Quoted from AlanJ:I’m happy to have a look at these, I need to grab some arduino/esp32s code that displays those file formats to a tft display.
I'm not entirely sure what the other suggestion was getting at. PNG and GIF are both compressed as well. They are just "non-lossy" formats, whereas JPEG is "lossy". With PNG and GIF you get exactly the same pixels back after compressing and decompressing, while JPEG will invariably involve subtle differences (but typically not noticeable to the human eye). With any of those formats, there will be a decompression step.
What kind of profiling tools are available for software dev on this platform? I've barely used Arduino myself, and don't have any experience with the ESP32 stuff. But if this were a regular PC platform, I would be using a debugger with a profiler to track down what's actually taking time.

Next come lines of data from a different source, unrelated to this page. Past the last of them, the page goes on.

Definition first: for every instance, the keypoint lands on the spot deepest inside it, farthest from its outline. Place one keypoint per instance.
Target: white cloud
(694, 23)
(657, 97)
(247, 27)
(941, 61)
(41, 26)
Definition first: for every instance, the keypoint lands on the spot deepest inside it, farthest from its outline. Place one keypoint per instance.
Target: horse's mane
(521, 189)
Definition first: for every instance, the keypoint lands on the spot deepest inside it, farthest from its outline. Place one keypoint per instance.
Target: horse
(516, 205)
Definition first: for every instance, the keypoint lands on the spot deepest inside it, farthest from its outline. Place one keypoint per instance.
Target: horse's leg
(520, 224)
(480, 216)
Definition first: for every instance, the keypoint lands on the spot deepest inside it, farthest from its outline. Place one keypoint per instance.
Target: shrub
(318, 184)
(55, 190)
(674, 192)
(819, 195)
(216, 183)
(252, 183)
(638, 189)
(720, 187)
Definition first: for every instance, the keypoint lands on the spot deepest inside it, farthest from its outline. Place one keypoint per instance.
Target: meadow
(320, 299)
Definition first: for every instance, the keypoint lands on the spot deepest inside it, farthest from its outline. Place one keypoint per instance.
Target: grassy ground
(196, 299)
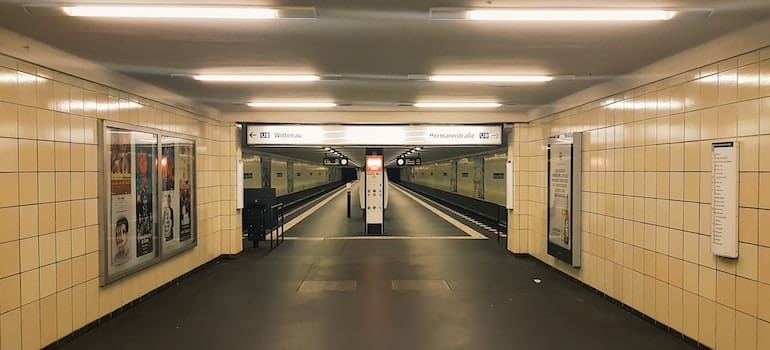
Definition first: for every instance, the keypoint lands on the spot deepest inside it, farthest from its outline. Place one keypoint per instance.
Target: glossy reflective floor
(377, 294)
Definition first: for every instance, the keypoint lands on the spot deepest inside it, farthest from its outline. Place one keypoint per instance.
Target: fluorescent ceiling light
(292, 104)
(491, 78)
(257, 78)
(457, 105)
(570, 15)
(200, 12)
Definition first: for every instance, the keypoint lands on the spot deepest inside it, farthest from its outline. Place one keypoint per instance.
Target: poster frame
(105, 201)
(570, 255)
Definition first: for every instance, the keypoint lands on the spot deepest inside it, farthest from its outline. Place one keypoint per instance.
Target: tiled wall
(647, 199)
(49, 225)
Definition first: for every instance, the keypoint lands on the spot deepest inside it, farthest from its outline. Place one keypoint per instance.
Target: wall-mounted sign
(335, 161)
(382, 135)
(564, 203)
(373, 164)
(412, 161)
(724, 189)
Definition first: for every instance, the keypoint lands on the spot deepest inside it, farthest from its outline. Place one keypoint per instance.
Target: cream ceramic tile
(78, 306)
(747, 225)
(764, 227)
(9, 192)
(48, 318)
(707, 324)
(746, 295)
(63, 216)
(725, 289)
(92, 238)
(748, 118)
(61, 127)
(10, 149)
(45, 125)
(46, 187)
(745, 332)
(676, 306)
(30, 326)
(29, 254)
(63, 275)
(709, 123)
(691, 309)
(64, 313)
(707, 282)
(691, 217)
(705, 195)
(30, 286)
(10, 293)
(748, 190)
(725, 320)
(9, 258)
(10, 330)
(78, 270)
(47, 249)
(44, 218)
(63, 245)
(62, 156)
(764, 190)
(764, 265)
(9, 224)
(92, 300)
(27, 123)
(46, 160)
(77, 185)
(28, 188)
(90, 158)
(77, 209)
(47, 280)
(27, 155)
(691, 276)
(763, 301)
(764, 116)
(90, 185)
(747, 264)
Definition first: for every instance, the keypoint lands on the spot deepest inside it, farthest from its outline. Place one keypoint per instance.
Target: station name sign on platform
(382, 135)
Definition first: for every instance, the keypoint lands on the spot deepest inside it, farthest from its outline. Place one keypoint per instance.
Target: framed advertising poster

That said, given that the rendered numerals work fine (if I understood your notes correctly), that suggests that the issue is either I/O from the SD card, which can vary considerably depending on what kind of media controller you're using, or compression. It seems you've determine it's the latter; hopefully it's by some means you consider reliable.

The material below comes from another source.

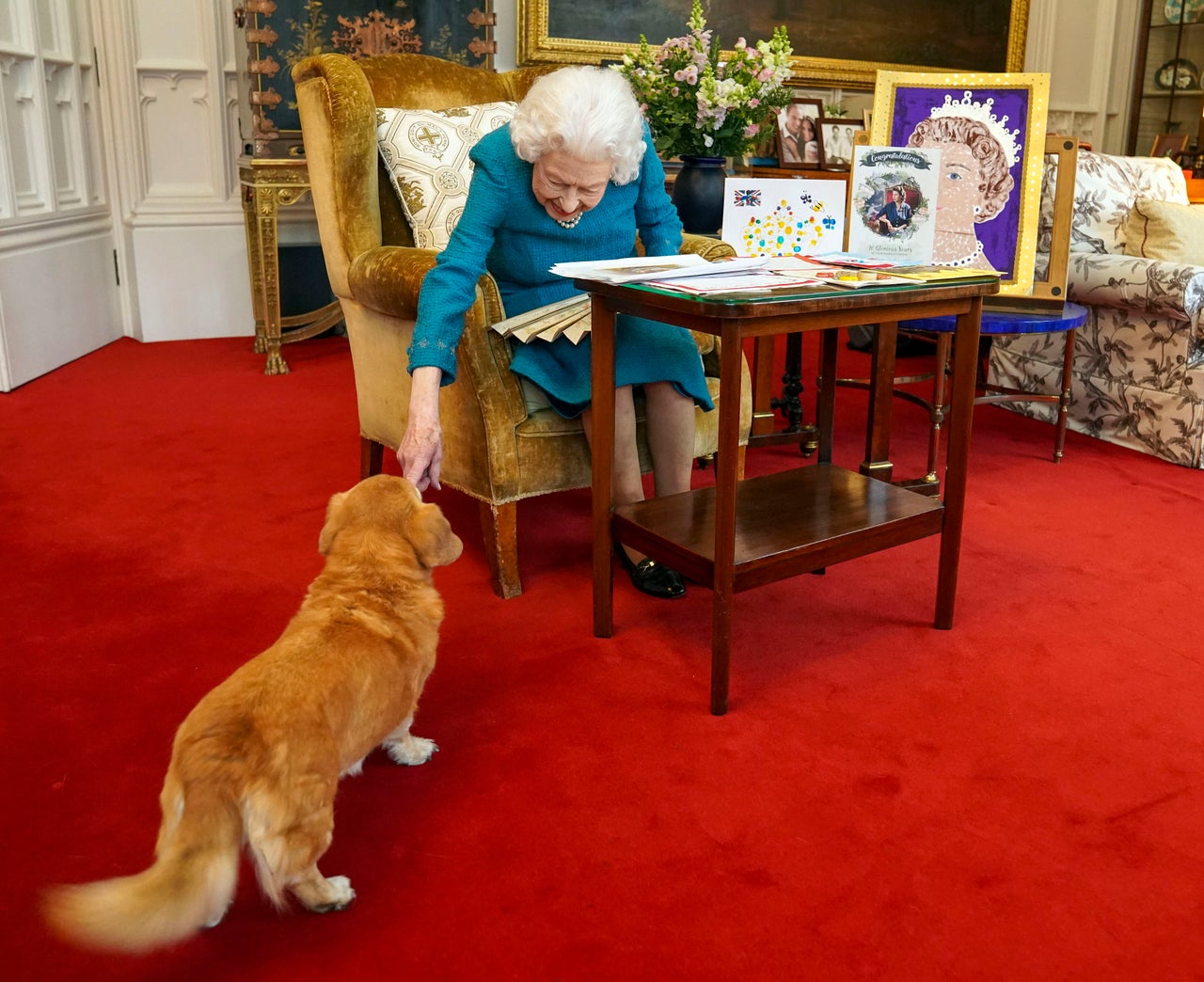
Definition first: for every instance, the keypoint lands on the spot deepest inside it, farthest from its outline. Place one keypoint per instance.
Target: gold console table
(267, 185)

What is the RAM budget for the project? Is there even any separate RAM? I looked at what I think are the specs for the ESP32 kit you're using, and all I see are specs for flash RAM and 520 KiB of SRAM. And I don't see a separate RAM component on your materials list. Can you increase it considerably while keeping the whole project cost within your goals? Because it seems to me that if the rendered fonts are fine, the most obvious approach would be to just cache the uncompressed images in RAM.